La prima risposta alle sanzioni contro la Russia è arrivata. È una lista nera redatta da Mosca con elencati i Paesi “che commettono azioni ostili contro la Russia”. Nell’elenco compare anche l’Italia. “Ce lo aspettavamo – rassicura il ministro degli Esteri italiano Luigi Di Maio – questo dimostra che le sanzioni stanno funzionando”. Ciò nonostante, si stimano già le conseguenze economiche che potrebbero investire la Penisola.
I primi a scontare gli effetti del nuovo decreto di Mosca sarebbero i cittadini italiani che vivono in Russia. I visti potrebbero essere ritirati oppure potrebbe essere estesa la censura, che prevede multe altissime e l’arresto. Per questo motivo la Farnesina continua a sollecitare il rientro in patria degli italiani.
Il Cremlino ha poi stabilito che i creditori stranieri potrebbero essere ripagati dalle obbligazioni in valuta con rubli. Un’opzione che non è prevista nella maggioranza dei contratti commerciali e che è considerata rischiosa sul piano finanziario dato che il rublo ha già perso molto valore e si stima ne perderà ancora in futuro. A rischio anche le banche italiane, il cui volume lordo delle esposizioni sulla Russia vale 25,3 miliardi di euro, il più alto rispetto agli altri Stati europei.
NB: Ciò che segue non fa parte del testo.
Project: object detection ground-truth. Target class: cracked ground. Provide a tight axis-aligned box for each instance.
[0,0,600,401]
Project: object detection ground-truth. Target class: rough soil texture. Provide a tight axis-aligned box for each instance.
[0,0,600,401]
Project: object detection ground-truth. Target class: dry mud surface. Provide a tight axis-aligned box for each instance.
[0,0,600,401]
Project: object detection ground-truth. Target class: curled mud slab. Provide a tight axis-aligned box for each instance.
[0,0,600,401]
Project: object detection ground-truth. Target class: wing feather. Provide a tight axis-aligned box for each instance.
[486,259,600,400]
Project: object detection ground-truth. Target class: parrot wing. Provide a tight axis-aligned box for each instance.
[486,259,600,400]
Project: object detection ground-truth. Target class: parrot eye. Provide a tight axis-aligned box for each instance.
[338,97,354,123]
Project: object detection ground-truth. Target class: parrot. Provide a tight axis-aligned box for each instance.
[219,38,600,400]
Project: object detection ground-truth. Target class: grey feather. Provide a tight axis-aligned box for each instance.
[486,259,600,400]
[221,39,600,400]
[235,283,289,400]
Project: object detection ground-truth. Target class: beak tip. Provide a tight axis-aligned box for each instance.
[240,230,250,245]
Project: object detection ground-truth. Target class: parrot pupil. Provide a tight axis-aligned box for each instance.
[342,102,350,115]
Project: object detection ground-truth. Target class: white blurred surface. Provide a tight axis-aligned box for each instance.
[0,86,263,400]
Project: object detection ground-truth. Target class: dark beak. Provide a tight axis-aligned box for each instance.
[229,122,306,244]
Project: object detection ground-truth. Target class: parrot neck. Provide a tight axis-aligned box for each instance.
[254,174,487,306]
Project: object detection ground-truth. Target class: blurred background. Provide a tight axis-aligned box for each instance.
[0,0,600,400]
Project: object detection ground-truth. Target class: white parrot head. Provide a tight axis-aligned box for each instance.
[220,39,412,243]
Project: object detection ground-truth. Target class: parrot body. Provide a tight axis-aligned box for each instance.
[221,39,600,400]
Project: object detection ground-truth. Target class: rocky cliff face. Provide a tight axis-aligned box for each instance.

Il governo di Mosca potrebbe decidere di nazionalizzare le aziende straniere che operano in Russia, esercitando il pieno controllo su di esse fino ad acquisirne le proprietà. Si temono anche ritorsioni anche su tutta la catena alimentare italiana nel caso in cui fossero ridotte drasticamente le importazioni di grano e mais proveniente da Russia e Ucraina.
Nei giorni precedenti l’Italia ha avviato una serie di trattative con diversi Paesi, tra cui Algeria e Qatar, per trovare forniture alternative di gas ed energia se la Russia decidesse di chiudere i suoi rubinetti. Si tratta di una ipotesi per ora remota dato che il primo a pagarne le conseguenze sarebbe la Russia stessa: il gas è la sua prima fonte di entrate. Inoltre, poiché l’Europa riceve l’80% delle esportazioni russe di idrocarburi, sarebbe materialmente impossibile deviare le infrastrutture di trasporto già esistenti.